Published: J Cardiothorac Vasc Anesth. January 2021, in press.

Authors: Kimito Minami MD, PhD, Daijiro Kabata MPH, Takashi Kakuta MD, Satsuki Fukushima MD, PhD, Tomoyuki Fujita MD, PhD,  Kenji YoshitaniMD, PhD, Yoshihiko Ohnishi MD.

Click here to read the article for free, thanks to an agreement among EACTA and Elsevier

Article Description:

This survey evaluated chronic postsurgical pain (CPSP) after mitral valve cardiac surgery.


The investigators included 428 potential participants who underwent either through sternotomy for conventional mitral valve surgery or thoracotomy for minimally invasive mitral valve surgery. between January 2014 and March 2020.

A  questionnaire was to prospective study participants in July 2020 because CPSP was defined as pain that develops after a surgical procedure and persists at least 3 months after surgery in the World Health Organization’s International Classification of Disease.
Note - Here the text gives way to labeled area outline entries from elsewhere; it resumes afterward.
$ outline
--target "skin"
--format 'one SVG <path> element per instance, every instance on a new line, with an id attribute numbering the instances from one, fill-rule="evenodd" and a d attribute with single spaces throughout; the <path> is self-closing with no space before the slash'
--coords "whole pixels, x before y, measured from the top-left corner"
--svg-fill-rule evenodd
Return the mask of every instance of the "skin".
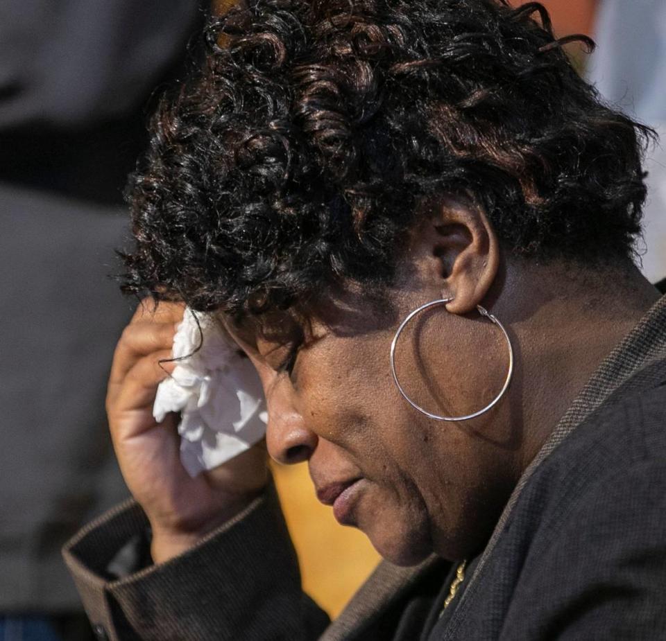
<path id="1" fill-rule="evenodd" d="M 423 204 L 381 309 L 350 283 L 311 310 L 232 324 L 256 367 L 268 410 L 266 448 L 308 462 L 319 489 L 359 480 L 346 525 L 402 565 L 432 552 L 461 559 L 482 549 L 521 473 L 603 358 L 658 298 L 629 264 L 583 269 L 507 256 L 483 212 L 466 200 Z M 612 283 L 612 287 L 608 286 Z M 487 405 L 508 366 L 514 378 L 490 412 L 443 423 L 413 410 L 389 369 L 391 340 L 416 307 L 452 301 L 408 326 L 398 375 L 422 407 L 458 416 Z M 121 468 L 153 531 L 155 562 L 181 554 L 266 482 L 263 446 L 196 479 L 180 464 L 173 418 L 151 410 L 182 307 L 142 306 L 119 343 L 107 407 Z M 295 357 L 295 358 L 294 358 Z M 289 367 L 285 367 L 285 362 Z M 166 371 L 165 371 L 166 370 Z"/>

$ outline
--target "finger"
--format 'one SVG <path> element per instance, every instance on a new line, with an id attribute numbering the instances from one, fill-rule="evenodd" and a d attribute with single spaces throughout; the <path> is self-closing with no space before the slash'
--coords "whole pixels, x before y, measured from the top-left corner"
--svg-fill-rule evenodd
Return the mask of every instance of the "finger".
<path id="1" fill-rule="evenodd" d="M 177 363 L 171 351 L 163 350 L 139 359 L 121 383 L 109 383 L 107 411 L 109 419 L 127 412 L 152 408 L 157 385 L 173 372 Z"/>
<path id="2" fill-rule="evenodd" d="M 114 352 L 110 384 L 122 383 L 140 358 L 157 351 L 171 353 L 176 331 L 171 323 L 141 322 L 128 325 Z"/>

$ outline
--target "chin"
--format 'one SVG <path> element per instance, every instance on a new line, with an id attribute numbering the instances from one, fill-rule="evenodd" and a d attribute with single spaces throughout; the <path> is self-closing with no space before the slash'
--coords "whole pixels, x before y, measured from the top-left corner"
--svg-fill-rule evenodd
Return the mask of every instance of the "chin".
<path id="1" fill-rule="evenodd" d="M 393 527 L 364 529 L 364 532 L 382 558 L 395 565 L 418 565 L 433 551 L 430 537 L 425 529 L 401 531 L 394 524 Z"/>

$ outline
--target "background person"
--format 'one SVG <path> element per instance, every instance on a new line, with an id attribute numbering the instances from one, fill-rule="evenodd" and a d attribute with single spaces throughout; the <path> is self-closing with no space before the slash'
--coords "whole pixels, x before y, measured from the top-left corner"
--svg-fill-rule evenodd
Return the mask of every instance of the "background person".
<path id="1" fill-rule="evenodd" d="M 0 640 L 76 641 L 92 633 L 60 547 L 128 493 L 103 409 L 131 315 L 108 277 L 122 191 L 198 6 L 3 0 L 0 15 Z"/>

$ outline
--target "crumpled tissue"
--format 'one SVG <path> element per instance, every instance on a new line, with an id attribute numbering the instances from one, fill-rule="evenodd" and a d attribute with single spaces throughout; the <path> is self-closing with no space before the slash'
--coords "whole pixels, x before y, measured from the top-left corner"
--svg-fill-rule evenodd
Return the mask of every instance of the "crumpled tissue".
<path id="1" fill-rule="evenodd" d="M 266 433 L 259 375 L 238 351 L 213 317 L 195 317 L 185 308 L 173 351 L 174 358 L 183 360 L 158 385 L 153 416 L 161 423 L 169 412 L 180 412 L 180 460 L 193 477 L 244 452 Z"/>

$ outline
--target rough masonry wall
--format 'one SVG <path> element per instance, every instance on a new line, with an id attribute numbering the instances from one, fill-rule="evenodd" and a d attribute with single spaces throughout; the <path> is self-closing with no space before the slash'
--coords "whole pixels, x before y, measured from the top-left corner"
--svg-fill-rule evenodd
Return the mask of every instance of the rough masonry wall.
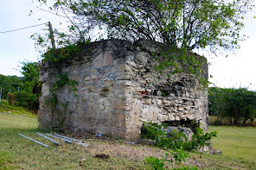
<path id="1" fill-rule="evenodd" d="M 39 128 L 125 139 L 138 139 L 144 121 L 185 126 L 201 123 L 207 130 L 207 90 L 200 88 L 198 79 L 186 72 L 170 74 L 173 68 L 162 72 L 155 70 L 158 65 L 155 57 L 166 48 L 145 40 L 134 43 L 107 40 L 85 46 L 62 63 L 62 71 L 79 83 L 77 96 L 64 85 L 54 91 L 58 98 L 54 108 L 48 102 L 54 76 L 44 65 L 40 72 Z M 202 63 L 202 75 L 208 77 L 207 62 Z"/>

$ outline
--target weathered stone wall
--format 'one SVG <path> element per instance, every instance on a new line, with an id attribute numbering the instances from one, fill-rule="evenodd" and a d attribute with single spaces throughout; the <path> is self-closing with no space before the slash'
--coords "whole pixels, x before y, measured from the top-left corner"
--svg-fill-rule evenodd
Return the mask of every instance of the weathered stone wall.
<path id="1" fill-rule="evenodd" d="M 61 126 L 126 139 L 139 137 L 144 121 L 187 127 L 201 123 L 207 130 L 207 90 L 200 88 L 198 79 L 186 72 L 169 75 L 173 68 L 162 72 L 154 69 L 158 65 L 155 57 L 167 48 L 145 40 L 134 43 L 107 40 L 85 46 L 62 63 L 62 71 L 79 83 L 77 96 L 64 85 L 54 91 L 58 98 L 54 108 L 48 103 L 54 72 L 44 65 L 39 78 L 42 83 L 39 128 Z M 208 77 L 207 62 L 202 62 L 202 69 Z"/>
Postoperative pain management regimen included intravenous acetaminophen and patient controlled opioid-based analgesia. Breakthrough pain was treated with rescue doses of pentazocine. Oral loxoprofen was used a a a rescue analgesic during the hospital stay and as needed after discharge.

They had 276 responses (64.5%) 126 with sternotomy; and 150 with thoracotomy after waiting for two month period for replies.Using the numerical rating scale (NRS), they assessed their patients for their current pain, peak pain in the last month, and average pain in the past month. They considered CPSP when pain (NRS ≥1) persists beyond three months after surgery. Besides, they assessed the type of pain (nociceptive, neuropathic, or mixed) with the Japanese version of the painDETECT questionnaire.

The authors found CPSP in 15/126 (11.9%) among the sternotomy group, while in 65/150 (42.7%) among the thoracotomy group – with statistical significance.

There are several limitations to the study’s design including low response rate, low response rate, the probability of time bias (from 2014 to 2020), influencing the CPSP with several factors (e.g. preceding pain, psychological factors), and inability to adjust for the effect of postoperative activity level.

Despite the limitations, this study highlighted the differences in the chronic pain between sternotomy and thoracotomy after cardiac surgery.